Abstract

Cardiac function in myocardial infarction (MI) depends on the extent of damage in ischemic myocardium and the compensatory response of residual myocardium. Because thrombolytic therapy is performed in many patients, reperfusion of ischemic myocardium may take place at various stages of progression of the ischemic insult. If perfusion is reestablished before necrosis occurs, myocardium may recover immediately or after hours to weeks (“stunned myocardium”). If coronary occlusion persists, necrosis develops in the subendocardium, propagates transmurally and forms a scar after the healing phase. Residual myocardium responds to loss of contractile tissue and material properties of the ischemic zone by hypertrophy and dilatation. This study shows that left ventricular dilatation is accompanied by an increase in stroke volume from 4 days to 4 weeks; however, left ventricular dilatation progresses while stroke volume remains constant from 4 weeks to 6 months, suggestive of non-compensatory left ventricular dilatation.

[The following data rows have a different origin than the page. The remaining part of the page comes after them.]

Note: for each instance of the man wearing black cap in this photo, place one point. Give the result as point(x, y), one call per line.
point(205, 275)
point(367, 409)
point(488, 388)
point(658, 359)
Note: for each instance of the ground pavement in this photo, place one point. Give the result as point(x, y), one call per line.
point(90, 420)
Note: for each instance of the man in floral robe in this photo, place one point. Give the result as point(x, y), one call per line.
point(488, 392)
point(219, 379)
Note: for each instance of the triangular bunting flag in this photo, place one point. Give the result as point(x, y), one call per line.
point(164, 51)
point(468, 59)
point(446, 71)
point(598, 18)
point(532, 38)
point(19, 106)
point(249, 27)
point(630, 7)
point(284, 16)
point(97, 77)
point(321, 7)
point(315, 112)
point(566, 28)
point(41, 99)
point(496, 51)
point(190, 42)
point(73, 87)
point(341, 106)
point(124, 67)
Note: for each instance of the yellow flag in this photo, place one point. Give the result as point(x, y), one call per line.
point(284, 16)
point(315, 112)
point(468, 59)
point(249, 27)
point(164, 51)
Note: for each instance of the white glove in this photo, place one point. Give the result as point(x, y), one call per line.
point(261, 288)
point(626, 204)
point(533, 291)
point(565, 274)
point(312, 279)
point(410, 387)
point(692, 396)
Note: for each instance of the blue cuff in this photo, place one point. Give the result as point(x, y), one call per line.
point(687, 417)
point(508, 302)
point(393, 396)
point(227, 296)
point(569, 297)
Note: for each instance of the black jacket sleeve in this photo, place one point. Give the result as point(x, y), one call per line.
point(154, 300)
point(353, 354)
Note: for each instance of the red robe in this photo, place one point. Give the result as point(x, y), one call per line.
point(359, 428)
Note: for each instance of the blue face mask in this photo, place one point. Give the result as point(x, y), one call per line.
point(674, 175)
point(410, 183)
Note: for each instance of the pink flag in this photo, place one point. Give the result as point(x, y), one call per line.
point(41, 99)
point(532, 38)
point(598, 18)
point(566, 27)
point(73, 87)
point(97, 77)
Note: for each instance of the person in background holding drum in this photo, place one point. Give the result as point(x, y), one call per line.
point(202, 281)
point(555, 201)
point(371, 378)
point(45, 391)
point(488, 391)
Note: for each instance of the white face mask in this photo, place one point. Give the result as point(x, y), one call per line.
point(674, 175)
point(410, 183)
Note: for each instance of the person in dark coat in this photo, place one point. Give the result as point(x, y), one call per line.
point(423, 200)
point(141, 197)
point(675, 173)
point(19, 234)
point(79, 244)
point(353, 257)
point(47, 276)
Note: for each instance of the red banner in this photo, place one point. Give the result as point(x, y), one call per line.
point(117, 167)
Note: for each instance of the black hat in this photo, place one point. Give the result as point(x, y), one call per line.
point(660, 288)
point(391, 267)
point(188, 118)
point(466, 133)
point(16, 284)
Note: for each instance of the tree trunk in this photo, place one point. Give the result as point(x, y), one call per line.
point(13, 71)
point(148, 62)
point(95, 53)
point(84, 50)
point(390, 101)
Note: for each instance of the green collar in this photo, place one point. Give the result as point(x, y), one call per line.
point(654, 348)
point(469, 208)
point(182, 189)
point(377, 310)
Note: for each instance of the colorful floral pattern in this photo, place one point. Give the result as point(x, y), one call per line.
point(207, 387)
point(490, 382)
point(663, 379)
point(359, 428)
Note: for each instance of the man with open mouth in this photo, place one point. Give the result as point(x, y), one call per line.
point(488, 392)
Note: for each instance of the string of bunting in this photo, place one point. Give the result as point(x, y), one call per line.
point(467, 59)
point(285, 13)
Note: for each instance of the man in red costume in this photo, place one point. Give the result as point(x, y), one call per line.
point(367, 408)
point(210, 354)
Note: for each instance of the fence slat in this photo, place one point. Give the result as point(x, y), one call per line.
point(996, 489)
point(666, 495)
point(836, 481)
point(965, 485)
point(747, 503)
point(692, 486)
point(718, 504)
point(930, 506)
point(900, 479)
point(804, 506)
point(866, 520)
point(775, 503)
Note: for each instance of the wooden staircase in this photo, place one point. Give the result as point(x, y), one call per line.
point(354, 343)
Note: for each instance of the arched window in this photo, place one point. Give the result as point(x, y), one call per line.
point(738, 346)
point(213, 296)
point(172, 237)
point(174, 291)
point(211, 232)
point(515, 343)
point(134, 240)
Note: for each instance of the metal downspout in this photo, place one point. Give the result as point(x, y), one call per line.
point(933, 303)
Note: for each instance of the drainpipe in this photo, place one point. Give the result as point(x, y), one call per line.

Angiotensin-converting enzyme (ACE) inhibitors have been shown to reduce lactate production after 60 seconds, and infarct size after 6 hours of coronary occlusion in dogs. Stunned myocardium recovers faster in animal experiments and pacing-induced myocardial ischemia may be prevented by ACE inhibitors. Left ventricular dilatation and mortality is reduced by ACE inhibitors in rats after MI. Several potential mechanisms are discussed to establish a favorable action of ACE inhibitors at various stages of MI. Clinical evidence is still pending; however, large studies are ongoing to clarify potential indications of ACE inhibitors in ischemic heart disease in humans.